Do grandparents have rights under the Family Law Act?
Technically grandparents or parents do not have rights under the family law act, only children do. However, grandparents are able to make application under the Family Law Act to have orders in place for their grandchildren to spend time with them or even just to have phone contact with them.
Why is there so much commentary about the notion of grandparents’ rights?
The Family Law Act set out who can make an application to the court for parenting orders. It includes parents, the child, a grandparent or any other person concerned with the care, welfare and development of the child.
Even if you fall within the definition of who can make an application you will need to provide evidence to the court is that you have had a meaningful involvement in the child’s life.
One of the leading cases in this area neatly summarised this test as follows:
“… what is interesting about these cases is the common feature… that there has to be some relationship between, or involvement with, the child in a meaningful sense in order that the person who make the application can have standing.”
( Venkatesan & Pawar [ 2007] FMCAfam 1109 - as per Altobellie FM)

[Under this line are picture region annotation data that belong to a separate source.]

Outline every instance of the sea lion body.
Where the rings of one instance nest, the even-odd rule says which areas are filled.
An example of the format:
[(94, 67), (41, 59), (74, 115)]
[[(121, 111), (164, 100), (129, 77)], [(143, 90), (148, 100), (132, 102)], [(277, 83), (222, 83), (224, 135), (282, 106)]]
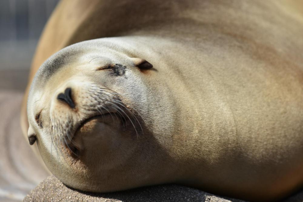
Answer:
[[(227, 10), (228, 20), (211, 15), (211, 6), (208, 15), (188, 12), (206, 12), (202, 6), (211, 3), (196, 9), (189, 4), (172, 25), (83, 41), (52, 56), (36, 75), (28, 105), (28, 134), (36, 137), (47, 167), (67, 185), (95, 192), (175, 183), (258, 200), (298, 188), (303, 182), (303, 18), (263, 3), (250, 9), (251, 15), (245, 9), (239, 16)], [(277, 16), (277, 8), (286, 19)], [(138, 68), (134, 58), (153, 67)], [(108, 63), (120, 66), (100, 68)], [(119, 119), (108, 116), (112, 123), (90, 121), (73, 137), (84, 151), (76, 157), (60, 153), (64, 149), (54, 148), (51, 128), (62, 119), (74, 128), (90, 117), (81, 109), (90, 103), (89, 90), (100, 96), (96, 86), (99, 92), (112, 91), (103, 99), (121, 95), (135, 115), (133, 127), (127, 122), (123, 130)], [(58, 100), (68, 88), (77, 110)], [(59, 118), (67, 114), (71, 118)], [(69, 128), (65, 124), (58, 134)]]

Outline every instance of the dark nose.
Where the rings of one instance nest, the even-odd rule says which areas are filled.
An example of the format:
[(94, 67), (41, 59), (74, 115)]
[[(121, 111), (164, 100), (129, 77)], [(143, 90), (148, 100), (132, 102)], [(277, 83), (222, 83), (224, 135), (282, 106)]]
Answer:
[(57, 99), (67, 104), (72, 108), (75, 108), (75, 104), (72, 99), (72, 89), (67, 88), (64, 91), (64, 93), (61, 93), (57, 97)]

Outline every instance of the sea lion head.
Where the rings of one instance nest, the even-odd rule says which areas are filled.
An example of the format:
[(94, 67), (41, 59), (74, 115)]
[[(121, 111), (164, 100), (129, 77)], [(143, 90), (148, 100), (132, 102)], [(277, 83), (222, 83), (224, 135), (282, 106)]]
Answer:
[(32, 82), (30, 143), (37, 140), (48, 169), (73, 188), (103, 192), (141, 186), (161, 172), (157, 165), (170, 162), (148, 125), (159, 120), (155, 99), (164, 98), (161, 92), (155, 96), (149, 81), (157, 70), (127, 52), (112, 41), (76, 44), (50, 58)]

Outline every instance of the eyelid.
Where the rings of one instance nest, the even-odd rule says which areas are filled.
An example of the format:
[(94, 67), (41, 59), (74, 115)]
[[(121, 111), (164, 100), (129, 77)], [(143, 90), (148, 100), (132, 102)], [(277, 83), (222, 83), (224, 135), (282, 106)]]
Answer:
[(108, 65), (106, 65), (104, 66), (102, 66), (101, 67), (99, 67), (96, 70), (96, 71), (98, 70), (102, 70), (103, 69), (110, 69), (111, 68), (112, 68), (115, 67), (115, 64), (109, 64)]

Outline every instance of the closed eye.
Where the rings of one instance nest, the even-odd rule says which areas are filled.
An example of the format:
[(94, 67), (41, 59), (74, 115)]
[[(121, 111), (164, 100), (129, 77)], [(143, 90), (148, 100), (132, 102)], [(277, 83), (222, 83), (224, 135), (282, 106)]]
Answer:
[(35, 119), (36, 120), (36, 122), (37, 122), (38, 126), (39, 126), (39, 127), (40, 128), (43, 128), (43, 125), (42, 125), (42, 121), (41, 119), (41, 111), (37, 114), (35, 117)]
[(98, 71), (99, 70), (102, 70), (103, 69), (111, 69), (115, 67), (115, 64), (110, 64), (109, 65), (104, 65), (104, 66), (102, 66), (101, 67), (99, 67), (96, 70), (96, 71)]

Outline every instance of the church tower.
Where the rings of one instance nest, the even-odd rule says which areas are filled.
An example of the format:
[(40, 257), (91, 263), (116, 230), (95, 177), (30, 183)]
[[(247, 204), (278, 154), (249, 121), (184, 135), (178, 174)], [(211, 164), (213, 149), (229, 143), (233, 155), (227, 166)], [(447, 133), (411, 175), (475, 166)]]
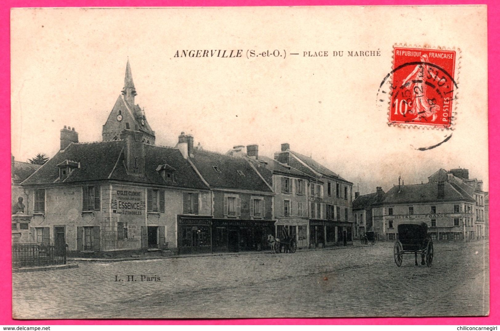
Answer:
[(144, 110), (136, 104), (136, 95), (130, 62), (127, 60), (123, 90), (102, 126), (103, 141), (120, 139), (122, 132), (128, 130), (141, 132), (143, 142), (154, 144), (154, 132), (148, 122)]

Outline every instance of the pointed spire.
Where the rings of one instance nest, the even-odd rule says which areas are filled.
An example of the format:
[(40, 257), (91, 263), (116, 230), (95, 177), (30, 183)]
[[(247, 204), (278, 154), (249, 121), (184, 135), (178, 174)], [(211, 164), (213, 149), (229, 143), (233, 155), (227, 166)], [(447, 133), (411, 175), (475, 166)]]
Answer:
[(134, 86), (134, 80), (132, 79), (132, 70), (130, 68), (130, 62), (128, 59), (126, 59), (126, 68), (125, 70), (125, 85), (124, 88), (135, 88)]

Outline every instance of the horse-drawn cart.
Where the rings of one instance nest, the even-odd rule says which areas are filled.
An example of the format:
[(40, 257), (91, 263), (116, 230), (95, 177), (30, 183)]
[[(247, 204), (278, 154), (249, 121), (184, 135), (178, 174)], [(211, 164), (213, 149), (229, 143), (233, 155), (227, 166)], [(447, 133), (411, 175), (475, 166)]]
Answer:
[(398, 239), (394, 243), (394, 262), (401, 266), (403, 255), (414, 254), (415, 265), (418, 266), (416, 256), (422, 256), (422, 264), (430, 266), (434, 258), (434, 246), (427, 234), (427, 224), (400, 224), (398, 226)]

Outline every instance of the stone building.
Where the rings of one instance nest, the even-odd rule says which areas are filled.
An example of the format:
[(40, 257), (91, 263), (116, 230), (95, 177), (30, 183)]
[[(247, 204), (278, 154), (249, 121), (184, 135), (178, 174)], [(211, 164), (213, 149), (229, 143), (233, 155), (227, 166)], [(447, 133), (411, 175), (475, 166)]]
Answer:
[(330, 169), (282, 144), (274, 160), (311, 178), (308, 188), (310, 246), (352, 244), (352, 183)]
[(352, 201), (352, 218), (354, 219), (353, 236), (356, 239), (360, 238), (366, 231), (373, 231), (372, 205), (382, 201), (385, 196), (385, 192), (381, 187), (377, 187), (376, 192), (370, 194), (359, 195), (358, 192), (354, 193)]
[(395, 185), (382, 200), (372, 205), (378, 238), (395, 240), (398, 224), (422, 222), (427, 224), (434, 240), (464, 242), (481, 238), (484, 234), (477, 232), (484, 230), (478, 226), (484, 224), (478, 211), (484, 208), (482, 182), (468, 180), (468, 172), (466, 169), (440, 169), (428, 178), (428, 182)]

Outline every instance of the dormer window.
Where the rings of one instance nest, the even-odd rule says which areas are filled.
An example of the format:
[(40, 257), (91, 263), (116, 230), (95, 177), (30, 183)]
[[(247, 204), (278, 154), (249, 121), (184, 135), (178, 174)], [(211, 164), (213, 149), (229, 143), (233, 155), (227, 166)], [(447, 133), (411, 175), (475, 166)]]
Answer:
[(165, 182), (169, 183), (174, 182), (174, 172), (176, 170), (168, 164), (166, 163), (164, 164), (160, 164), (156, 168), (156, 170), (160, 173)]
[(68, 178), (72, 172), (80, 167), (80, 164), (75, 161), (64, 160), (58, 164), (59, 168), (59, 178), (65, 180)]

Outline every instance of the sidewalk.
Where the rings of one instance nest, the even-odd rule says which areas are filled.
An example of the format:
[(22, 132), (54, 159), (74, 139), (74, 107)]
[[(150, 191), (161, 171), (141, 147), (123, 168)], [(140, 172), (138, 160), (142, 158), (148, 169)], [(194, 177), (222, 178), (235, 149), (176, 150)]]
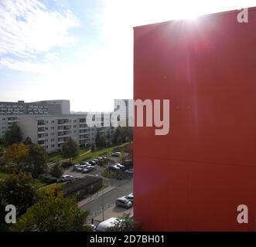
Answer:
[(108, 193), (109, 191), (112, 191), (114, 188), (115, 188), (115, 186), (108, 186), (104, 190), (96, 192), (95, 194), (84, 198), (84, 200), (78, 201), (78, 207), (81, 208), (81, 207), (84, 206), (87, 203), (98, 198), (102, 195), (105, 195), (105, 194)]

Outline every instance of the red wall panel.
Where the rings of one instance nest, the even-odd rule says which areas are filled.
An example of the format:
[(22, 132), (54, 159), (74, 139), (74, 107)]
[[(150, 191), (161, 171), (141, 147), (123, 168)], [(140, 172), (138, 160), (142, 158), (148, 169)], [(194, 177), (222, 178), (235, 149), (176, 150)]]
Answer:
[(145, 230), (255, 230), (256, 8), (248, 23), (237, 13), (135, 29), (134, 98), (170, 100), (168, 135), (135, 127)]

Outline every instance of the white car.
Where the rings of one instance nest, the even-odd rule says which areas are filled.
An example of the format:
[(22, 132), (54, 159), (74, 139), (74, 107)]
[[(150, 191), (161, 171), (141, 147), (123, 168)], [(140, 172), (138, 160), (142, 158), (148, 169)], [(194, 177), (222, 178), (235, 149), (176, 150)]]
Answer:
[(126, 173), (133, 174), (133, 168), (129, 168), (125, 171)]
[(80, 163), (81, 165), (90, 165), (90, 164), (87, 161), (82, 161)]
[(133, 193), (129, 194), (125, 197), (126, 199), (128, 199), (130, 201), (133, 202)]
[(61, 177), (61, 181), (66, 182), (67, 181), (72, 180), (73, 178), (73, 177), (71, 175), (63, 175)]
[(123, 169), (123, 168), (125, 168), (125, 166), (124, 166), (124, 165), (122, 165), (122, 164), (119, 164), (119, 163), (118, 163), (118, 164), (115, 164), (115, 165), (116, 165), (117, 167), (118, 167), (119, 168), (121, 168), (121, 169)]

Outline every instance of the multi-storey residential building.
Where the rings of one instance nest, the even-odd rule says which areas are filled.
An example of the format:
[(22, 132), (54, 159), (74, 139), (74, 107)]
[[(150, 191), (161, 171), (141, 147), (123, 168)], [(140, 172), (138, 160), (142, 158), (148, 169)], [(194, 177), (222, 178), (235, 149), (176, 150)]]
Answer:
[(33, 103), (57, 107), (58, 112), (52, 113), (51, 114), (70, 114), (70, 101), (67, 100), (42, 100), (33, 102)]
[(53, 115), (70, 113), (69, 100), (46, 100), (32, 103), (0, 102), (0, 137), (23, 115)]
[(133, 100), (115, 99), (114, 102), (114, 111), (118, 110), (120, 120), (125, 120), (125, 124), (132, 123), (133, 119)]
[(88, 126), (87, 114), (22, 116), (19, 126), (23, 139), (29, 137), (50, 153), (60, 150), (69, 137), (80, 146), (87, 146), (95, 141), (97, 131), (101, 135), (111, 134), (110, 124), (103, 126), (101, 113), (94, 114), (94, 120), (97, 127)]

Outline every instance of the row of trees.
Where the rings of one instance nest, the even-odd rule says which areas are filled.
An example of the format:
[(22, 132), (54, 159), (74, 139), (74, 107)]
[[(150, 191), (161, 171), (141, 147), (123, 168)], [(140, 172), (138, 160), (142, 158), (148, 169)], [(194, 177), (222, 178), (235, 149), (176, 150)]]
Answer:
[[(89, 231), (84, 227), (88, 211), (80, 210), (77, 201), (65, 198), (60, 186), (37, 190), (31, 175), (14, 174), (0, 182), (0, 217), (4, 218), (4, 205), (14, 205), (19, 219), (9, 231)], [(0, 230), (7, 230), (7, 224)]]
[(132, 127), (122, 127), (118, 126), (111, 137), (110, 134), (108, 136), (101, 135), (98, 131), (95, 138), (95, 144), (98, 148), (104, 148), (111, 145), (120, 145), (125, 142), (131, 142), (133, 139)]

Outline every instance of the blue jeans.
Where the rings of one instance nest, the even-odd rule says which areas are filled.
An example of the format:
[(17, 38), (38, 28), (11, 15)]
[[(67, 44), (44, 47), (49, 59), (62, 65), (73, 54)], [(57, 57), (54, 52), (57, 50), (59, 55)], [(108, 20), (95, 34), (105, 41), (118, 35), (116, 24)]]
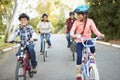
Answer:
[[(36, 61), (36, 54), (35, 54), (35, 50), (34, 50), (34, 45), (30, 44), (30, 45), (27, 45), (26, 47), (27, 47), (28, 53), (30, 54), (32, 66), (36, 67), (37, 61)], [(21, 47), (18, 49), (16, 56), (20, 55), (20, 53), (21, 53)]]
[(66, 39), (68, 42), (68, 47), (70, 46), (70, 33), (66, 33)]
[[(48, 43), (48, 46), (51, 46), (50, 33), (46, 33), (45, 36), (46, 36), (46, 41)], [(44, 34), (43, 33), (40, 34), (40, 38), (41, 38), (41, 49), (40, 49), (40, 51), (42, 51), (42, 42), (43, 42), (43, 39), (44, 39)]]
[[(93, 42), (89, 40), (87, 42), (88, 45), (92, 45)], [(82, 63), (82, 50), (83, 50), (83, 44), (82, 43), (77, 43), (76, 44), (76, 52), (77, 52), (77, 65), (81, 65)], [(91, 53), (95, 53), (95, 46), (90, 48)]]

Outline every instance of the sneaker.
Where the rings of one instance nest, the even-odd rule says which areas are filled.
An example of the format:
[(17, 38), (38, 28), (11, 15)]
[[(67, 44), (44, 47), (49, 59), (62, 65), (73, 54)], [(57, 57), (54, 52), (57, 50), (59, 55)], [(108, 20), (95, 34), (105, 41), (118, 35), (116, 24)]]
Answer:
[(70, 48), (70, 45), (67, 45), (67, 48)]
[(40, 55), (42, 55), (43, 53), (42, 53), (42, 51), (40, 51)]
[(36, 67), (32, 68), (32, 73), (37, 73)]
[(52, 46), (48, 46), (48, 48), (52, 48)]
[(77, 77), (76, 80), (82, 80), (82, 78), (81, 77)]

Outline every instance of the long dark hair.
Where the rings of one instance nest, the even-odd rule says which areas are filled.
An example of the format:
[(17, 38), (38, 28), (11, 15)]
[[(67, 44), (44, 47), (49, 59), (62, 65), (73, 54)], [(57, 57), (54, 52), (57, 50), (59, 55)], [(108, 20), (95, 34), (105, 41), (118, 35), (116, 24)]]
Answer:
[[(46, 13), (44, 13), (44, 14), (42, 15), (42, 20), (41, 20), (41, 22), (44, 22), (44, 19), (43, 19), (43, 18), (44, 18), (45, 16), (48, 17), (48, 15), (47, 15)], [(46, 20), (46, 22), (49, 22), (49, 20)]]

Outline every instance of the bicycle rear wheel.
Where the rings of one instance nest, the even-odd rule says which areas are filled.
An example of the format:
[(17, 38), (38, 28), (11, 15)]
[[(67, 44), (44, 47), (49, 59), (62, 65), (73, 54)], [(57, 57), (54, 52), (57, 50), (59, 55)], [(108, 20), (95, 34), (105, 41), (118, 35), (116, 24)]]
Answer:
[(32, 72), (32, 69), (31, 69), (31, 64), (30, 64), (30, 60), (28, 62), (28, 65), (29, 65), (29, 70), (28, 70), (28, 74), (29, 74), (29, 77), (32, 78), (33, 77), (33, 72)]
[(89, 80), (100, 80), (99, 72), (95, 64), (90, 64), (89, 67)]
[(15, 71), (15, 80), (26, 80), (26, 75), (24, 74), (24, 66), (22, 61), (18, 61)]
[(75, 61), (75, 52), (72, 52), (73, 61)]
[(43, 42), (43, 61), (45, 62), (46, 58), (46, 51), (45, 51), (45, 41)]

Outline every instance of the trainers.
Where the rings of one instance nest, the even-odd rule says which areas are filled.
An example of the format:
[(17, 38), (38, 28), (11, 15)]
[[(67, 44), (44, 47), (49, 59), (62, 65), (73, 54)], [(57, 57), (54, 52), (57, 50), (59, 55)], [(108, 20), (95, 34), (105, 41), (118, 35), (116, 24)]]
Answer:
[(77, 77), (76, 80), (82, 80), (82, 78), (81, 77)]
[(32, 73), (37, 73), (36, 67), (32, 68)]
[(40, 51), (40, 55), (42, 55), (43, 53), (42, 53), (42, 51)]
[(48, 46), (48, 48), (52, 48), (52, 46)]

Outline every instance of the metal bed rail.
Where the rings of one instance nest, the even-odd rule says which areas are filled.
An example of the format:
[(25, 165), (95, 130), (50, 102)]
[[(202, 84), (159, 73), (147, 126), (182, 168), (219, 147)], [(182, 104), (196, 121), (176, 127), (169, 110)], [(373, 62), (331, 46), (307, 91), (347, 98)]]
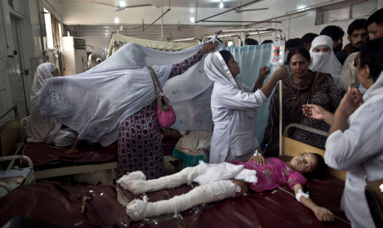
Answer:
[[(251, 36), (256, 36), (260, 34), (264, 34), (267, 33), (275, 33), (276, 36), (275, 37), (275, 40), (285, 40), (285, 37), (284, 36), (284, 33), (279, 28), (246, 28), (246, 29), (239, 29), (239, 30), (221, 30), (217, 32), (216, 33), (216, 36), (218, 38), (225, 38), (225, 37), (237, 37), (240, 40), (240, 44), (241, 46), (245, 46), (245, 40), (247, 38)], [(241, 38), (240, 35), (221, 35), (224, 33), (250, 33), (245, 35), (242, 38)], [(207, 39), (212, 38), (214, 36), (207, 36), (202, 40), (202, 43), (206, 42)]]

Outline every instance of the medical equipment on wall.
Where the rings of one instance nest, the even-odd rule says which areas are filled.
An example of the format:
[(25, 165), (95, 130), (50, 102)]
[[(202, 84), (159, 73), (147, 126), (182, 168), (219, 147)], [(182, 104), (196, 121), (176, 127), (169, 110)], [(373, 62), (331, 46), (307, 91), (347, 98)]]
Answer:
[(279, 40), (274, 41), (272, 45), (270, 63), (273, 65), (273, 70), (274, 71), (283, 65), (284, 43), (284, 40)]

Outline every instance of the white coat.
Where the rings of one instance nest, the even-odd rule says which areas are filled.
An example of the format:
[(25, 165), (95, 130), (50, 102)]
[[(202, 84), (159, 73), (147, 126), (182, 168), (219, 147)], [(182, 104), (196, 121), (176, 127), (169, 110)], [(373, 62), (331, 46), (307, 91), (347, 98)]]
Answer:
[(347, 171), (342, 208), (353, 227), (375, 227), (365, 196), (369, 181), (383, 179), (383, 72), (363, 95), (365, 103), (348, 118), (348, 129), (338, 130), (326, 142), (324, 160)]
[(258, 146), (254, 122), (255, 109), (267, 101), (266, 96), (259, 90), (252, 93), (253, 88), (234, 80), (218, 52), (206, 57), (205, 71), (214, 81), (211, 108), (214, 127), (210, 155), (226, 156), (229, 151), (233, 157), (252, 154)]

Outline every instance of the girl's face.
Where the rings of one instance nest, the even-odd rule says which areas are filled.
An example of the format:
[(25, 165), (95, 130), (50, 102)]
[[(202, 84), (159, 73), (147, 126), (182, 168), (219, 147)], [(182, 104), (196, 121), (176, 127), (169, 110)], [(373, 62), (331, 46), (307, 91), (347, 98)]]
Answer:
[(318, 165), (318, 161), (315, 155), (309, 153), (297, 155), (286, 164), (291, 168), (303, 174), (315, 169)]
[(290, 59), (290, 69), (298, 81), (307, 75), (310, 62), (301, 54), (295, 54)]
[(235, 78), (235, 76), (237, 76), (240, 73), (240, 67), (238, 66), (238, 62), (234, 60), (234, 56), (232, 54), (230, 56), (230, 59), (229, 60), (229, 62), (227, 63), (227, 68), (229, 68), (229, 70), (231, 73), (231, 75), (233, 76), (233, 78)]
[(61, 76), (61, 74), (59, 72), (59, 69), (56, 68), (55, 70), (52, 71), (52, 75), (53, 75), (54, 77), (57, 77), (58, 76)]

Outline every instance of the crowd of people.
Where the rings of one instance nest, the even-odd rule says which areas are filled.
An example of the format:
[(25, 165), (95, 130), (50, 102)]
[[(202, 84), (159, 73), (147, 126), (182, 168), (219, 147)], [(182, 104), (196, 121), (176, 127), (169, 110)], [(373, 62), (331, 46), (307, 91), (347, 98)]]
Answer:
[[(117, 141), (118, 182), (135, 194), (179, 186), (189, 181), (190, 174), (197, 177), (204, 169), (229, 165), (226, 162), (244, 166), (238, 172), (246, 173), (248, 179), (236, 178), (237, 172), (224, 180), (202, 183), (169, 203), (134, 201), (127, 211), (135, 220), (174, 212), (174, 208), (185, 210), (202, 203), (242, 196), (249, 189), (261, 192), (288, 184), (297, 200), (313, 210), (318, 219), (331, 221), (334, 217), (330, 211), (318, 207), (302, 193), (306, 182), (302, 174), (323, 172), (325, 162), (347, 171), (342, 207), (352, 226), (372, 227), (374, 222), (364, 196), (364, 177), (370, 181), (383, 178), (383, 144), (379, 140), (383, 137), (383, 9), (367, 20), (355, 20), (347, 33), (349, 43), (344, 48), (344, 32), (335, 25), (325, 27), (319, 35), (307, 33), (301, 39), (288, 40), (284, 67), (274, 72), (265, 83), (270, 69), (261, 67), (251, 87), (237, 77), (241, 73), (238, 63), (218, 41), (207, 42), (179, 63), (152, 66), (163, 84), (205, 55), (204, 72), (214, 82), (210, 164), (186, 168), (175, 176), (162, 177), (155, 95), (143, 89), (153, 87), (145, 60), (149, 52), (135, 44), (126, 44), (101, 64), (91, 54), (88, 76), (80, 79), (56, 77), (59, 75), (55, 65), (40, 65), (32, 87), (28, 140), (72, 146), (70, 153), (76, 152), (83, 140), (103, 146)], [(252, 39), (246, 43), (259, 45)], [(290, 124), (298, 123), (328, 132), (327, 137), (300, 129), (289, 132), (291, 138), (325, 150), (324, 160), (315, 154), (300, 155), (285, 163), (264, 158), (279, 154), (278, 81), (283, 89), (282, 130)], [(127, 86), (131, 91), (124, 90)], [(257, 108), (269, 97), (268, 124), (259, 145), (253, 120)], [(254, 154), (257, 149), (261, 153), (257, 150)], [(266, 174), (267, 167), (276, 171)], [(252, 170), (256, 171), (257, 182), (251, 179), (255, 172), (249, 172)], [(220, 194), (215, 193), (219, 189)], [(190, 197), (198, 201), (189, 204)]]

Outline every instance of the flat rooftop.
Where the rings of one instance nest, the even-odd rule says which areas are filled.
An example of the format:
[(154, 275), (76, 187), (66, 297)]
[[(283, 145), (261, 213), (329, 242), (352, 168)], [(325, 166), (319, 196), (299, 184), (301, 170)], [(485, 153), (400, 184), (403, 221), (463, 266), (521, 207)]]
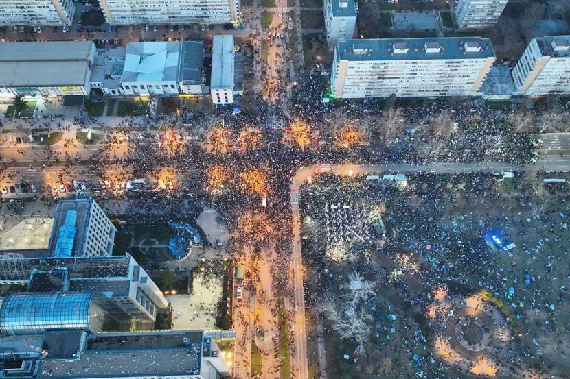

What can you do in order to get court orders for your grandchildren to spend time with you?
You can contact the parents and ask for time. If this does not work, you can request that they attend mediation with you. If they refuse to attend mediation, then you will be issued with a certificate named a Section 60I certificate. All parties are required to have section 60I certificate when commencing court proceedings. In some circumstances there are exceptions, such as an urgent application where children may be at risk of family violence or neglect.
If you reach an agreement with the parents at mediation, then you can file consent orders with the court. If the orders are breached in the future, then you can file a contravention application.